Smith agrees, but suggests that employing a quality manager may not be possible for smaller companies. “We use consultants every six months to track changes. For a company our size, it is the most cost effective way of monitoring updates.”

Information on regulations is readily available, but it is the company’s responsibility to be aware of changes to them.

In the UK, the British Standards Institution (BSI) has an important role to play in informing companies of updates to regulations and providing training in understanding the labyrinthine medical regulatory environment. BSI provides a subscription service so members can receive updates and changes to relevant standards – most companies don’t want to have to check for updates manually or compare standards in different countries, but need to be aware that even the smallest iterations to regulations can impact a design.

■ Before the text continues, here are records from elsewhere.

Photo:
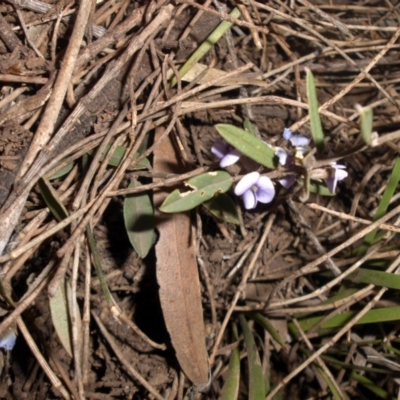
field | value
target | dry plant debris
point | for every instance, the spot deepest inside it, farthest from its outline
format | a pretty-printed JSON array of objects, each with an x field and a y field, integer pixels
[{"x": 305, "y": 293}]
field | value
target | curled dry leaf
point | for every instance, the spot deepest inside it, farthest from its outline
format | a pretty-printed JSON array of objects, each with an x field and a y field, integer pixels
[{"x": 178, "y": 277}]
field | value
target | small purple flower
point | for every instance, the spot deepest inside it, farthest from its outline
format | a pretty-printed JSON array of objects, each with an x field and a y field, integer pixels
[
  {"x": 338, "y": 173},
  {"x": 255, "y": 188},
  {"x": 7, "y": 342},
  {"x": 228, "y": 155}
]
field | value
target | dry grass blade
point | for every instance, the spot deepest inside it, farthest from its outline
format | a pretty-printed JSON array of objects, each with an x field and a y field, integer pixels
[{"x": 178, "y": 276}]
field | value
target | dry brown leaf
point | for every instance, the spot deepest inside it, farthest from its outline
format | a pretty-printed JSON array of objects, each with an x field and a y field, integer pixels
[{"x": 177, "y": 275}]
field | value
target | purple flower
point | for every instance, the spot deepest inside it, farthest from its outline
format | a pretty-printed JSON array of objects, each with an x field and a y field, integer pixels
[
  {"x": 255, "y": 188},
  {"x": 227, "y": 154},
  {"x": 7, "y": 342},
  {"x": 338, "y": 173}
]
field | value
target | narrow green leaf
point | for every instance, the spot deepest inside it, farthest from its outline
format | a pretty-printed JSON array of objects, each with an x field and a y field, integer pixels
[
  {"x": 256, "y": 377},
  {"x": 230, "y": 390},
  {"x": 320, "y": 188},
  {"x": 250, "y": 127},
  {"x": 139, "y": 220},
  {"x": 267, "y": 325},
  {"x": 223, "y": 207},
  {"x": 385, "y": 201},
  {"x": 60, "y": 306},
  {"x": 118, "y": 155},
  {"x": 204, "y": 187},
  {"x": 378, "y": 278},
  {"x": 338, "y": 321},
  {"x": 52, "y": 199},
  {"x": 61, "y": 172},
  {"x": 366, "y": 123},
  {"x": 205, "y": 47},
  {"x": 315, "y": 120},
  {"x": 248, "y": 144}
]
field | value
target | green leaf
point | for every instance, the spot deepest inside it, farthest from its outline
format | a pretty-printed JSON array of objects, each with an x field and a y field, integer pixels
[
  {"x": 385, "y": 314},
  {"x": 250, "y": 127},
  {"x": 60, "y": 309},
  {"x": 385, "y": 201},
  {"x": 315, "y": 120},
  {"x": 230, "y": 390},
  {"x": 118, "y": 155},
  {"x": 61, "y": 172},
  {"x": 248, "y": 144},
  {"x": 204, "y": 187},
  {"x": 378, "y": 278},
  {"x": 205, "y": 47},
  {"x": 139, "y": 220},
  {"x": 256, "y": 377},
  {"x": 223, "y": 207},
  {"x": 52, "y": 200},
  {"x": 366, "y": 123}
]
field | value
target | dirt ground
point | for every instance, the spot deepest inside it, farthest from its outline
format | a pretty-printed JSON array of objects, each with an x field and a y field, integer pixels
[{"x": 118, "y": 90}]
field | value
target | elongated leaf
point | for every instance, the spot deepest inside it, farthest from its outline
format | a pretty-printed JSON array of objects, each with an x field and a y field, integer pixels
[
  {"x": 248, "y": 144},
  {"x": 118, "y": 155},
  {"x": 315, "y": 120},
  {"x": 256, "y": 377},
  {"x": 338, "y": 321},
  {"x": 205, "y": 47},
  {"x": 52, "y": 199},
  {"x": 366, "y": 123},
  {"x": 249, "y": 127},
  {"x": 385, "y": 201},
  {"x": 223, "y": 207},
  {"x": 60, "y": 306},
  {"x": 178, "y": 278},
  {"x": 61, "y": 172},
  {"x": 230, "y": 390},
  {"x": 204, "y": 187},
  {"x": 139, "y": 221},
  {"x": 378, "y": 278}
]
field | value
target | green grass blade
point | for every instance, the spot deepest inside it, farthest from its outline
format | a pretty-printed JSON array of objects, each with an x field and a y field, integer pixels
[
  {"x": 230, "y": 390},
  {"x": 205, "y": 47},
  {"x": 139, "y": 221},
  {"x": 338, "y": 321},
  {"x": 256, "y": 377},
  {"x": 385, "y": 201},
  {"x": 378, "y": 278},
  {"x": 204, "y": 187},
  {"x": 52, "y": 200},
  {"x": 248, "y": 144},
  {"x": 366, "y": 123},
  {"x": 315, "y": 119}
]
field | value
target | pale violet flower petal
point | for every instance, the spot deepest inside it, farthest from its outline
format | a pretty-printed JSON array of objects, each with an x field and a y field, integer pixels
[
  {"x": 219, "y": 149},
  {"x": 338, "y": 174},
  {"x": 249, "y": 199},
  {"x": 341, "y": 174},
  {"x": 331, "y": 184},
  {"x": 7, "y": 342},
  {"x": 265, "y": 190},
  {"x": 281, "y": 154},
  {"x": 288, "y": 181},
  {"x": 230, "y": 158},
  {"x": 299, "y": 141},
  {"x": 287, "y": 134},
  {"x": 246, "y": 183}
]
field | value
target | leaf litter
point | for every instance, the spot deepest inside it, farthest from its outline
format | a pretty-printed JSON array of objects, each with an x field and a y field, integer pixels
[{"x": 336, "y": 342}]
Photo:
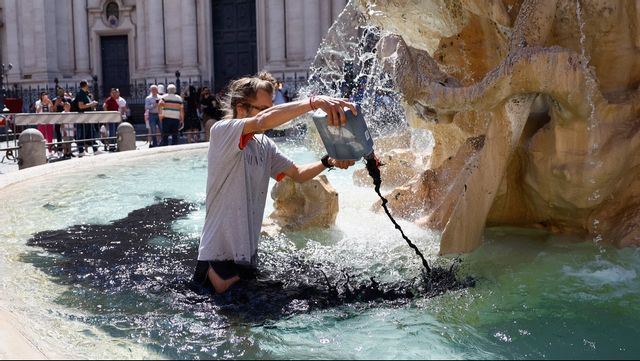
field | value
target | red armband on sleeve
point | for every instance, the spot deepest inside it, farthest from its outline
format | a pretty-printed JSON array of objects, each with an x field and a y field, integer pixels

There is less push when it comes to the EU in terms of information about amendments, so the onus again will be on the company to keep abreast of changes.

“In this market, standards dictate everything,” Johnson suggests. “You have to look at every aspect of a device. In the case of a glucose monitor we worked on, we found 60 different regulations to address before it could get to the market. And that is in a relatively simply device classified as 2A.”

There are four distinct classifications for medical devices, all of which bring with them different levels of complexity. This, in turn, will impact on the standards that are relevant.

Devices are classified as 1, 2A, 2B or 3, where 1 includes bandages and plasters; 2A includes electronic devices, but only those taking measurements or readings, and not diagnosing an illness; 2B includes diagnostic systems, while 3 covers devices that will be internal to the body.

“As an electronics design consultancy,” says Johnson, “we get companies coming to us with ideas or a product originally intended for the non-medical sector that needs to be developed. Many have no idea how much work is involved in developing products for the medical market; even in a simple device, getting the approvals required can add nine months to the time to market.

“From the idea – and as soon as possible from the development stage – you need to set up a technical filing system to house what is called a technical file. Everything has to be traceable from day one and recorded in that file. You then have to look at the system you’re designing – what are its key aspects?

“If we take the example of the glucose monitor, if it is linked into a mobile phone, we would have to look at the monitor and the electronics in the mobile device. How is the data sent between devices, how does the phone take a reading and where is the data stored – in the cloud, for example. We then look at each part of the system and determine which standards needed to be addressed.”

You also need to consider which market you will be going into – the EU, Far East or the US – and, if the device includes wireless capability, different wireless standards will have to be identified and installed.

A recent and significant change is that consideration now has to be given to the device’s usability – how do people use the device, is it intuitive, or could the user’s disease prevent them from using it correctly.

While IEC 62366 refers to usability only, the US FDA currently requires the issue is addressed when filing a medical device. Europe provides guidance, but expect that to become a formal requirement in the revised EU Medical Devices Directive.

The medical devices market is growing and the opportunities are there; just be aware of the regulations and standards relevant to your products and, most importantly, engage with clinicians and patients – those who will be using the technology.